Six Personal Branding Moves You Need Now


Your personal brand helps you stand apart from the masses. It establishes you as an individual and lets the rest of the world know who you are and what you’re about.

Personal branding shouldn’t be taken lightly, nor should it be ignored in favor of more “important” initiatives. To ensure that your own brand accurately reflects your mission, follow these six steps to personal branding success:

1. Create a plan of action for your personal brand.

Set specific goals for your brand.

Consider how you’d like others to see you and speak about you. Look at where you’re at now and where you’d like to be in the future, and then create a roadmap that will help you achieve those goals.

If, for example, you want to be thought of as a successful inventor—but you haven’t told anyone about your latest inventions—then it’s time to focus on that exciting part of your career.

2. Approach it with the same passion you give everything else.

Don’t be afraid to promote yourself and talk about your achievements. Throw in a few failures and future goals, while you’re at it, because these elements will let everyone know that you are indeed human.

3. Consider your uniqueness.

Coca-Cola and Dell didn’t become personal branding behemoths by going with the flow and copying others.

Look at what unique values and attributes you bring to the table and capitalize on them when creating your personal brand. What sets you apart? Why are you different? What makes you special?

The answers to these questions will help you lay out the framework for your branding strategy.

4. Aim to solve a problem or hurdle a challenge.

Your personal brand should help others solve a problem or tackle a challenge.
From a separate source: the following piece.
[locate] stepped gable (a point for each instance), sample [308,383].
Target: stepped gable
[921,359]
If, for example, your online travel agency specializes in cruise vacations, then a good move would be to establish yourself as the “go to” person for cruise information (good, bad and otherwise). That way, the people who call on you for information (both online and offline) will think of you first when it comes time to book a trip.
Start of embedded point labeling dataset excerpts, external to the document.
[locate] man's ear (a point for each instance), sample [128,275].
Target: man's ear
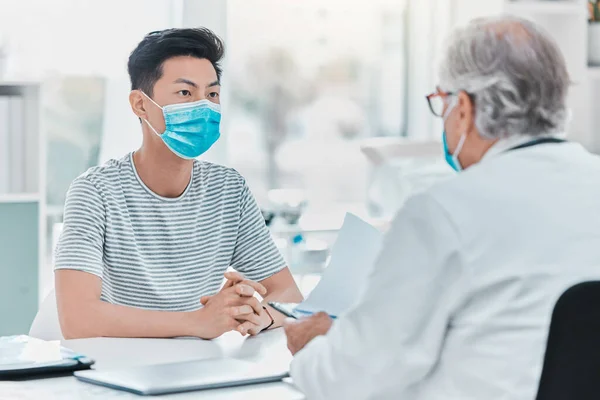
[466,109]
[136,100]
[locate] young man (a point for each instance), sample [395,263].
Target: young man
[148,238]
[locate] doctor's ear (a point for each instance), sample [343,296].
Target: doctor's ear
[466,109]
[136,100]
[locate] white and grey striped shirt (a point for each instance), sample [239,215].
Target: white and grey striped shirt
[163,253]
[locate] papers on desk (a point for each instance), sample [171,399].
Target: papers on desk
[352,259]
[25,356]
[17,350]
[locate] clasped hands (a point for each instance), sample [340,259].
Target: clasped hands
[234,307]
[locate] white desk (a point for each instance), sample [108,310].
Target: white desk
[268,349]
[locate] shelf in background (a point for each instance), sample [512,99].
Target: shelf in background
[553,7]
[19,198]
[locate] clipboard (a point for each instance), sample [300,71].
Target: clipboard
[13,365]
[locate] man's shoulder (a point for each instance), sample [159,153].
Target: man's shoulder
[105,172]
[216,173]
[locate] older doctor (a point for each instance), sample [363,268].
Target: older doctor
[459,303]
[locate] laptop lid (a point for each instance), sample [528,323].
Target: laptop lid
[182,377]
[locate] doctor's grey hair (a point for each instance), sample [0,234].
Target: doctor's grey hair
[514,73]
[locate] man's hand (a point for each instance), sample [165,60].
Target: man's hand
[251,322]
[301,332]
[223,311]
5. Shape your personal branding efforts around your target audience.

Let’s say you’re an experienced CEO who was laid off during the economic downturn.
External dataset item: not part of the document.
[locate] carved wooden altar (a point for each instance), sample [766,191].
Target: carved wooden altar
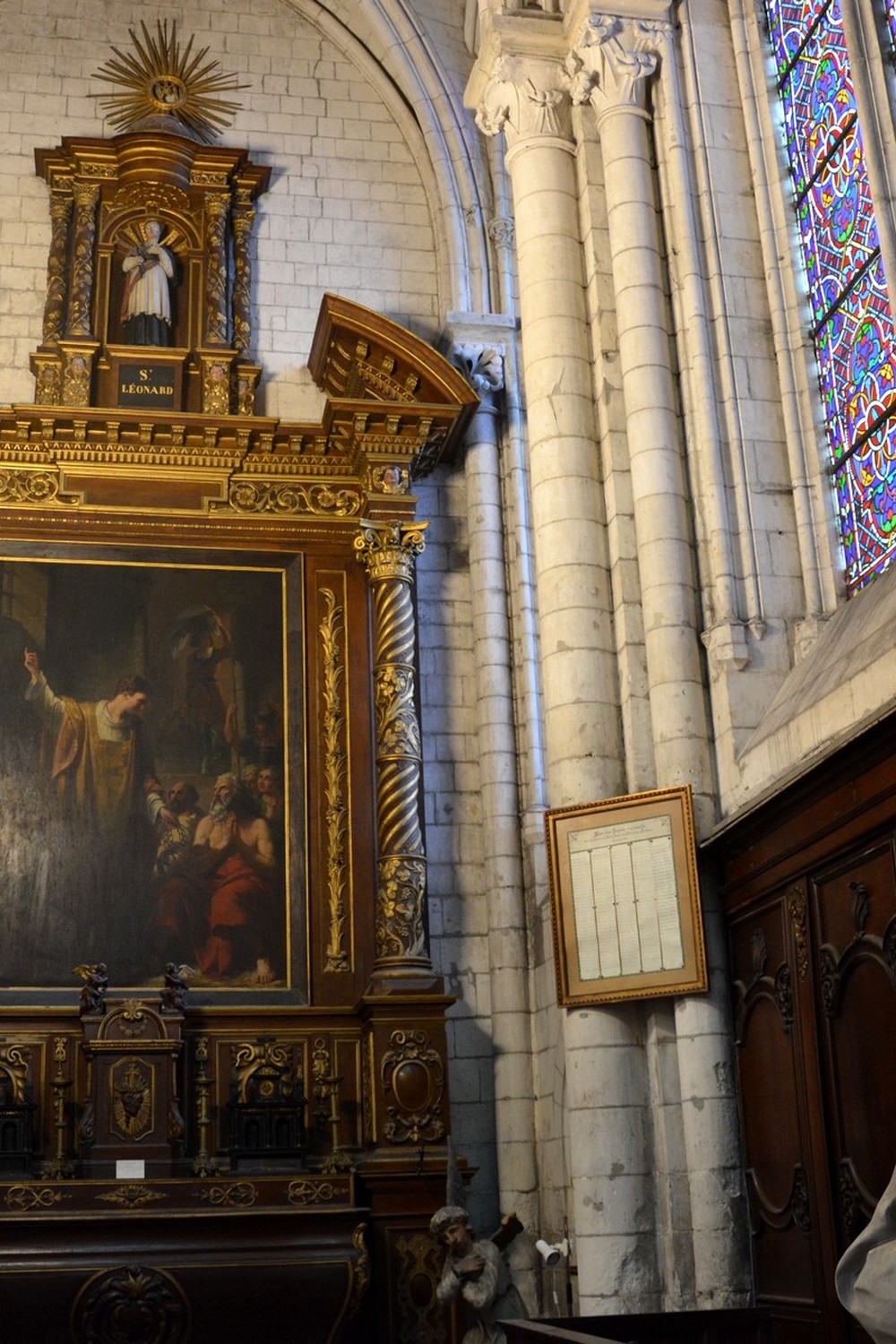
[358,1015]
You’re ready to get back into the job market, and you need to position yourself as an employable, reliable executive who had a bad turn of luck.

Keep your future employer in mind as you craft your personal branding strategy by asking yourself questions like: What do they want to know about me? What are they looking for in a new executive? What are they not looking for? And finally, how can I fill those needs with my own experience and knowledge?

6. Stick with your brand.

Changing your personal brand drastically every few months is a bad idea.

That’s not to say you can’t tweak it and improve on it, but doing a complete 180-degree switch midstream will only make people think you’re a bit wishy-washy, at best. Stick with what works, adjust as needed, and focus on maintaining a strong personal branding presence that withstands time.

By using these six tips—from the planning to the internal observations to the identification of a target audience—you’ll be well equipped to formulate a personal branding plan for today and for the future.